It is important to remember that skating trolls are breed and created by parents and coaches that are not considerate of other skaters. These parents and coaches do not and sometimes refuse to teach their skaters respect and common curtiousy. Another problem is that most of the skaters that act this way are skating more than they are able to socialize with other people that are not skaters. Their whole life is skating and they have no balance in their lives. They loose their ability to socialize and act appropriatly around people who do not skate as much as they do. It is very sad. Because after skating is over they do not know how to be a normal happy person. I hope this is helpful. Adult skater and skating mom for 12 years, Season Williams

Sarah said...

I skated as a child and now as an adult. I agree with many of the other commenters, particularly TnT and Xan. My advice to the bullied skater would be a combination of what the other commenters have said.

First, I would ask for (or find on the club's website) the freestyle rules and familiarize myself with them, paying close attention to the right of way and where certain moves should be performed. It might even be helpful to just watch another freestyle session so you can see it in action rather than being in the middle of it. See how close skaters get to one another, etc.

Next, make sure to keep the freestyle rules in mind during your sessions. If you are certain you have the right of way, say "excuse me" and hold your ground. This also might help if they are not intentionally doing it - aside from the skaters who stop directly in your path, they might not realize they're making you uncomfortable. If that doesn't work, then escalate it to the next level (ice monitor, FS director, manager, etc).

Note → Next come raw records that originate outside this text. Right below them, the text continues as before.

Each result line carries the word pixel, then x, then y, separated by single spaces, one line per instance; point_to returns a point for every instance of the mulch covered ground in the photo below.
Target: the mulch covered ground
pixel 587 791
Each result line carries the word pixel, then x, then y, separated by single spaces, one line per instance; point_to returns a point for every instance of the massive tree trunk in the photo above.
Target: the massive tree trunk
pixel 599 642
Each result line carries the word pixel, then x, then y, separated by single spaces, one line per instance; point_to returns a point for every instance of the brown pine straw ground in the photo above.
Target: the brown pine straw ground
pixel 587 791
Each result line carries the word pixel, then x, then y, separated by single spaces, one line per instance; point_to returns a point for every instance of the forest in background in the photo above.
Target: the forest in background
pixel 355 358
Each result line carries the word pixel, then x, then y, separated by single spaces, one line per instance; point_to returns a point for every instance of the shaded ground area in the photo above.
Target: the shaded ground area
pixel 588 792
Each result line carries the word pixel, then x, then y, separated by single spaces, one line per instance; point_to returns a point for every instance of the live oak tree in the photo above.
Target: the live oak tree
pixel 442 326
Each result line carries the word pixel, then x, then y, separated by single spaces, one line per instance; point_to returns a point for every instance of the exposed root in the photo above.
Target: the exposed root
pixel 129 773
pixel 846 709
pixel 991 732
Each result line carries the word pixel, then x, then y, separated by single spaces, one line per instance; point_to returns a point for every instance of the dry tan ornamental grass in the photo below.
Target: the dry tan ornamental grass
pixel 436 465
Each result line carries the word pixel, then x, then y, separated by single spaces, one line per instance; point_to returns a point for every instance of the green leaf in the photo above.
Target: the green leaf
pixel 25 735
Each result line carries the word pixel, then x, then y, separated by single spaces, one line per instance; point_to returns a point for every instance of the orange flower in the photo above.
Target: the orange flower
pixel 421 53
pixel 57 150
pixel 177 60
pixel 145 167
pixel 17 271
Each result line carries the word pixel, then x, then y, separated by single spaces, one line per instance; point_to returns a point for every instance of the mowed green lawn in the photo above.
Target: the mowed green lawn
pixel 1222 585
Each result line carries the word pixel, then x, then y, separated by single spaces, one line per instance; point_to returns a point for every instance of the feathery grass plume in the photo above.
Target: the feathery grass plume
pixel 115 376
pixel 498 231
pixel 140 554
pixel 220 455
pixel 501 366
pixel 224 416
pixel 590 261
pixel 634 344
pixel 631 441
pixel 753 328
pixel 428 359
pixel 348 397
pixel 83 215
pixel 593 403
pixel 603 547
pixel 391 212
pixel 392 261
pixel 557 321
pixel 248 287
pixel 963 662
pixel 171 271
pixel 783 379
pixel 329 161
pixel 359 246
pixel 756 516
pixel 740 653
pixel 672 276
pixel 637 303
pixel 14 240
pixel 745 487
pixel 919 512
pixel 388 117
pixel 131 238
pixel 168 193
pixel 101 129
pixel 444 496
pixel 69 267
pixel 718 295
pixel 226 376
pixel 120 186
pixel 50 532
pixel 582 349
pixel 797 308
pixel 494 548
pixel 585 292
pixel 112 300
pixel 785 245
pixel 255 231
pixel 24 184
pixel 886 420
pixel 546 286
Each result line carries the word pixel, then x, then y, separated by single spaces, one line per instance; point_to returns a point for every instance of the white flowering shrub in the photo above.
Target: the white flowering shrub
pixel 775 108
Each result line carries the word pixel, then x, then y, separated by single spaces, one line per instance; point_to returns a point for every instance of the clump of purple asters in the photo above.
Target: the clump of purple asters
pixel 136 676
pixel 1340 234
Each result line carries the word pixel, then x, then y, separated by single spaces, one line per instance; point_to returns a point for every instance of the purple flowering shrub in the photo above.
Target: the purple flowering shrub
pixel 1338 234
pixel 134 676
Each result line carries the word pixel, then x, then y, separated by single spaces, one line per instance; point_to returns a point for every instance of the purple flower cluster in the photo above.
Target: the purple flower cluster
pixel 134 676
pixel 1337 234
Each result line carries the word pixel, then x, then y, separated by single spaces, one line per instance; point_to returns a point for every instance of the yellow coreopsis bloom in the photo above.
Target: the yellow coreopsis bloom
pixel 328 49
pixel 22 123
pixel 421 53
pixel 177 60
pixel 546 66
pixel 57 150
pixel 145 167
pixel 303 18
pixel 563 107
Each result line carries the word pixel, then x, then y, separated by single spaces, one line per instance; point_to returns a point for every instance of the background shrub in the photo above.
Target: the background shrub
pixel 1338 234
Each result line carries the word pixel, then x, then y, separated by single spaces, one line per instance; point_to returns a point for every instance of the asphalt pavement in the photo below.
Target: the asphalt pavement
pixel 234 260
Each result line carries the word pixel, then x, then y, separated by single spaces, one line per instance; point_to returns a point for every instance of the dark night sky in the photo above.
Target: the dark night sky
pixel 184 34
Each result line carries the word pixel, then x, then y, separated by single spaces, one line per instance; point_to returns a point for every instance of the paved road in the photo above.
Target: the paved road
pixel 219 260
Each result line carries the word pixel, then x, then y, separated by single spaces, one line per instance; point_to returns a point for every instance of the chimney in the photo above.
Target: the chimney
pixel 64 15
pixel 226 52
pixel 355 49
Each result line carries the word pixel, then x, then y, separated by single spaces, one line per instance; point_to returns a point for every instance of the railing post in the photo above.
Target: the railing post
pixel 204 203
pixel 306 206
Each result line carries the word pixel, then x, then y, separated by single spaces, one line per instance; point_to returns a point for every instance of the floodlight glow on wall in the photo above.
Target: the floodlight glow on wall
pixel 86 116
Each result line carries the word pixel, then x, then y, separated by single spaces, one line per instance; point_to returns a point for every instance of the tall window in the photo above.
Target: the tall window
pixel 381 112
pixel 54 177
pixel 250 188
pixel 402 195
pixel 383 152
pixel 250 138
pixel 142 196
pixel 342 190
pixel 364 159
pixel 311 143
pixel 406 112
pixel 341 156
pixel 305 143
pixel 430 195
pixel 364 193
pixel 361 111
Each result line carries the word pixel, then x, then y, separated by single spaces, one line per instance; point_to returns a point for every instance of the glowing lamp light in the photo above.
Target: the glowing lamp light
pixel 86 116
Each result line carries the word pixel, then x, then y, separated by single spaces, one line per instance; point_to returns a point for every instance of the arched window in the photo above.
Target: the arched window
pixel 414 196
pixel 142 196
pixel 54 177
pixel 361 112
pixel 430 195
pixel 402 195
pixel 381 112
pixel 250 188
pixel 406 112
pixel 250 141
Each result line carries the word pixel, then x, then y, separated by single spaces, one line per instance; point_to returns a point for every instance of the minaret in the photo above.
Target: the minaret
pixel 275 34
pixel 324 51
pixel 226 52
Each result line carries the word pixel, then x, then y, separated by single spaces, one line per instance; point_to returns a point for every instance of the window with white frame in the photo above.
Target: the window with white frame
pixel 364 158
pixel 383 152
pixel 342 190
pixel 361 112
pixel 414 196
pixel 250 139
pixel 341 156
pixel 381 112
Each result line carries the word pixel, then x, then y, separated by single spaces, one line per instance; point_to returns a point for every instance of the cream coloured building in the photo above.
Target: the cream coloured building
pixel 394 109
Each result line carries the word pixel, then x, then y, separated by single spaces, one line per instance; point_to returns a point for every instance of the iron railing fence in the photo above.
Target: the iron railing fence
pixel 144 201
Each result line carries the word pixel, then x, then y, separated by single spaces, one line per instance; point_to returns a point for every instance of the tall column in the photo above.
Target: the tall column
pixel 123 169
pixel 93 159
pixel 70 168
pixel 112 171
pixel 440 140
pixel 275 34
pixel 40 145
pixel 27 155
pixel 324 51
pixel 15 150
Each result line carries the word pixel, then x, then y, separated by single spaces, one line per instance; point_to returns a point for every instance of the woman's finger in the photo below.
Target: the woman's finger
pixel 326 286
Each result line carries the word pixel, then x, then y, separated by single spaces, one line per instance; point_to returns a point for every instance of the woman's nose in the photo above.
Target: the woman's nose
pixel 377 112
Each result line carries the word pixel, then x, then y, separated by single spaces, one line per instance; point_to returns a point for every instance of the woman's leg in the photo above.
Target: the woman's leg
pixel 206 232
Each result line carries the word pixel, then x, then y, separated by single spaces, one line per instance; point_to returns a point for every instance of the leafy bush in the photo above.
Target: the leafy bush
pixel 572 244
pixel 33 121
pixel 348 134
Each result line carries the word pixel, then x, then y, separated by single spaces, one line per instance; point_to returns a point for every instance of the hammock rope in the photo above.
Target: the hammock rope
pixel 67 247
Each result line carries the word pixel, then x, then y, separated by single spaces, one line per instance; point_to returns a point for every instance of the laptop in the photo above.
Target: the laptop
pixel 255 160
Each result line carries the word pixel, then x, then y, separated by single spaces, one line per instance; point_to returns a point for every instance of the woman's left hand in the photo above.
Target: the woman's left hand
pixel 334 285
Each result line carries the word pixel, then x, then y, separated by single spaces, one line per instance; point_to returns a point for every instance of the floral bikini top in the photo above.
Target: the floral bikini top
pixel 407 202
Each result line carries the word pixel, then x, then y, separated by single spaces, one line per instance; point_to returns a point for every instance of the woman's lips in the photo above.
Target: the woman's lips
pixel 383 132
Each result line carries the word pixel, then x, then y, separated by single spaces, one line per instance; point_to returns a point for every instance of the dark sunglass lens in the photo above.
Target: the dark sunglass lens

At my old rink, there was a skater who was about 10 or 11 and known to be a bully. We were about the same level, but I was a few years older. One day I was in my lesson and doing my program to the loudspeaker - I was heading in the same direction as the bully (who was not in a lesson). I said, "Excuse me." She made a hand motion and said, "Scooch!" I said, "Lesson and program - right of way!" and kept going. She ducked out at the last second.

Rosalie said...

I've had to deal with bullying, too, and it wasn't because I was new. The bullying didn't start until after I had been skating for a while. However, other coaches, the Skating Director, and the Ice Marshals were not helping (even contributing) to the problem. Eventually, I went with my now skating partner to general management (who mostly dealt with hockey and employees in the box office, etc.) to talk about my problems. I still get the cold shoulder, but the rest of the bullying stopped.